¿El deseo nos conduce a la plenitud o a la insatisfacción permanente?
Los filósofos griegos analizaron este impulso: Platón considera que es el resultado de una carencia y Aristóteles, una fuerza motriz
El deseo es la esencia del hombre”, escribió el filósofo del siglo XVII Baruch Spinoza. Por su naturaleza infinita, es quizá lo que mejor nos caracteriza, pero sobre todo es lo que mueve nuestras vidas. ¿Qué valor tendría una vida sin deseos? Es la variedad e intensidad de esto lo que nos da el impulso para actuar y el sentimiento de estar vivos en plenitud. La ausencia de deseo —...
El deseo es la esencia del hombre”, escribió el filósofo del siglo XVII Baruch Spinoza. Por su naturaleza infinita, es quizá lo que mejor nos caracteriza, pero sobre todo es lo que mueve nuestras vidas. ¿Qué valor tendría una vida sin deseos? Es la variedad e intensidad de esto lo que nos da el impulso para actuar y el sentimiento de estar vivos en plenitud. La ausencia de deseo —de la que la depresión es un síntoma moderno— señala el colapso de nuestra fuerza vital. Al mismo tiempo, el deseo puede llevarnos a la pasión destructiva o ilusoria, a la insatisfacción permanente, al odio o a la frustración causados por la envidia y la codicia, o a todo tipo de adicciones que nos privan de nuestra libertad interior. (…) ¿Qué distingue al deseo de la necesidad? ¿Cuál es la naturaleza del deseo? ¿Cómo saber si un deseo es bueno o no? ¿Cómo acoger nuestros deseos más personales y dejar de imitar los de los demás? ¿Cómo podemos escapar de la insatisfacción para expresar deseos de manera adecuada y experimentar una alegría profunda? (…)

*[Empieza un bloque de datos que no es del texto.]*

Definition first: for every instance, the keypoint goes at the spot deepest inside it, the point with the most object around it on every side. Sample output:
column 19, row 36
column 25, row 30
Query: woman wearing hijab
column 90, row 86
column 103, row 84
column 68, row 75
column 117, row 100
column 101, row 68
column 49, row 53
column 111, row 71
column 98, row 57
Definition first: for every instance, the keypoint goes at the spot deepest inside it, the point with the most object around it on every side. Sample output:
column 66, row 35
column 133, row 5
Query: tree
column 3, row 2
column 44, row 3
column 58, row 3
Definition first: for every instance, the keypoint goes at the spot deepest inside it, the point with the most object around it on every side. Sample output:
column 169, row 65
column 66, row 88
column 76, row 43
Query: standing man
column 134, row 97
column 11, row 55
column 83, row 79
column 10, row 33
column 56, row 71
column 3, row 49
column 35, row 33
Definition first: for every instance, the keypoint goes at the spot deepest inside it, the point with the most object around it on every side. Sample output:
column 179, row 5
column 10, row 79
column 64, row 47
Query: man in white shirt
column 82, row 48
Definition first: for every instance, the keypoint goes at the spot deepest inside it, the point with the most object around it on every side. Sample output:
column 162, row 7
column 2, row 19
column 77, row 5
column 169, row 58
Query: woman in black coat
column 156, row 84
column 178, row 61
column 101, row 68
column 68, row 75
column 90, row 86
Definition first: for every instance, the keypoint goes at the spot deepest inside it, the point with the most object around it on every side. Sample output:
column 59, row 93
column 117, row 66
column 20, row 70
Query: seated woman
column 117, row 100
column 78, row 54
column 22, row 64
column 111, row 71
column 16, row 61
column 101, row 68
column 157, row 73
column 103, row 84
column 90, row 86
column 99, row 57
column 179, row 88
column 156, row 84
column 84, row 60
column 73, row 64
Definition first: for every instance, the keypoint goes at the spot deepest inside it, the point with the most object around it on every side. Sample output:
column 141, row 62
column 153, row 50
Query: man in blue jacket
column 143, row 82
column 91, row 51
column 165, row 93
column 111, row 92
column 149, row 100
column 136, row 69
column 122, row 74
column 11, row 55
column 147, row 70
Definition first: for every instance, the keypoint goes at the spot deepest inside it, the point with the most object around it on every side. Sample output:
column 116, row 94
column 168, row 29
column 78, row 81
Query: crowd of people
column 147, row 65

Agotados por tres años de pandemia, angustiados por las consecuencias del desajuste climático, la guerra de Ucrania o la pérdida de poder adquisitivo, decepcionados por la política y escépticos con respecto a todas las instituciones, muchos de nuestros contemporáneos se sienten frágiles y afectados desde el punto de vista moral y psicológico. El resultado es un declive de lo que el filósofo Henri Bergson llamaba el “élan vital” y una disminución de nuestra fuerza deseante que puede afectar a todos los ámbitos de la vida: profesional, amoroso, sexual, intelectual, etcétera. Nos sentimos menos vivos, disfrutamos menos intensamente de la vida, a menudo la tristeza prevalece sobre la alegría. Esto lleva a algunas personas a hacerse preguntas y a intentar reorientar su vida hacia valores distintos del consumismo y el reconocimiento social, a darle más sentido, a vivir con más sobriedad. Así, muchos jóvenes buscan sortear el modelo dominante, por ejemplo, en el ámbito profesional, pero también en el sexual, que no corresponde a sus deseos más profundos, más orientados hacia el ser y la calidad de vida que hacia el tener y el rendimiento. Pero, de manera paradójica — y esto es válido para todas las crisis vitales y no es algo nuevo—, este agotamiento del élan vital y del deseo se traduce también en una exacerbación de los deseos más materiales, podríamos decir de los antojos, que aparecen como compensaciones de esta especie de depresión: consumimos para suministrarnos minidosis de placer. Este consumismo puede adoptar distintas formas: compras compulsivas, adicción al sexo, a los juegos, a las redes sociales, necesidad de reconocimiento social exacerbada, etcétera. Nuestros poderosos deseos y grandes alegrías se transforman así en pequeños antojos y vanos placeres. Y a veces nos convertimos en esclavos de estos deseos y placeres, sin que satisfagan de veras nuestra sed más profunda. Estoy convencido de que solo encontraremos nuestra libertad y nuestra verdadera alegría cultivando el élan vital, despertando nuestros deseos más personales y orientándolos hacia objetos que nos hagan crecer, que den sentido a nuestra vida, que nos permitan realizarnos plenamente según nuestra singularidad.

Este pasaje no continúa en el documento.